GERECHTSHOF TE AMSTERDAM
NOTARIS- EN GERECHTSDEURWAARDERSKAMER
Beslissing van 19 juni 2012 in de zaak onder rekestnummer 200.087.818/01 NOT van:
[ naam ],
wonende te [ plaats ],
APPELLANT,
[ notaris ],
notaris te [ plaats ],
GEÏNTIMEERDE,
gemachtigde: mr. H.A.M. Lamers, te Zaandam.

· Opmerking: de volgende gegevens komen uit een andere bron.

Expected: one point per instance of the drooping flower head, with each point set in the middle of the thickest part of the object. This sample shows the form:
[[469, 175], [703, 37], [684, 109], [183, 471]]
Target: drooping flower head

1. Het geding in hoger beroep
1.1. Door appellant, verder klager, is bij een op 23 mei 2011 ter griffie ingekomen verzoekschrift tijdig hoger beroep ingesteld tegen de aan deze beslissing gehechte beslissing van de kamer van toezicht over de notarissen en de kandidaat-notarissen te ‘s-Hertogenbosch, verder de kamer, van 21 april 2011. Bij deze beslissing is de klacht van klager tegen de notaris ongegrond verklaard.

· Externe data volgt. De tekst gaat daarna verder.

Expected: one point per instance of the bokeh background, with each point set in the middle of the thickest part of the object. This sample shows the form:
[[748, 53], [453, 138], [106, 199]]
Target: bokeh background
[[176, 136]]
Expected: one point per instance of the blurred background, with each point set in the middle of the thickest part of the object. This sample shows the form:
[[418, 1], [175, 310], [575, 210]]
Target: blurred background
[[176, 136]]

1.2. Van de zijde van geïntimeerde, verder de notaris, is op 26 augustus 2011 een verweerschrift ter griffie van het hof ingekomen. Verder is van de zijde van klager op 24 januari 2012 een brief, gedateerd 18 januari 2012, ter griffie van het hof ontvangen.

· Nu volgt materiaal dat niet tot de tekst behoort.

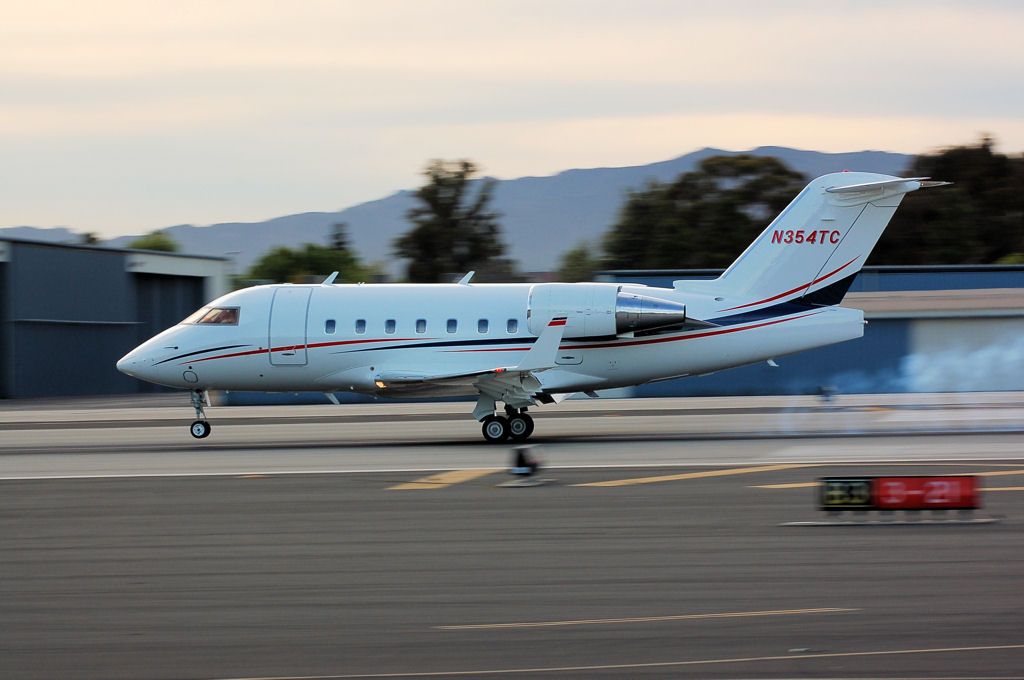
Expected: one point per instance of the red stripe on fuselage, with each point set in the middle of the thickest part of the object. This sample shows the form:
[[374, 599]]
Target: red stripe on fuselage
[[650, 341], [313, 345], [795, 290]]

1.3. De zaak is behandeld ter openbare terechtzitting van het hof van 2 februari 2012. Klager is in persoon verschenen en heeft het woord gevoerd. Verder is de notaris verschenen, bijgestaan door zijn gemachtigde. De gemachtigde van de notaris heeft het woord gevoerd aan de hand van door haar overgelegde pleitnotities.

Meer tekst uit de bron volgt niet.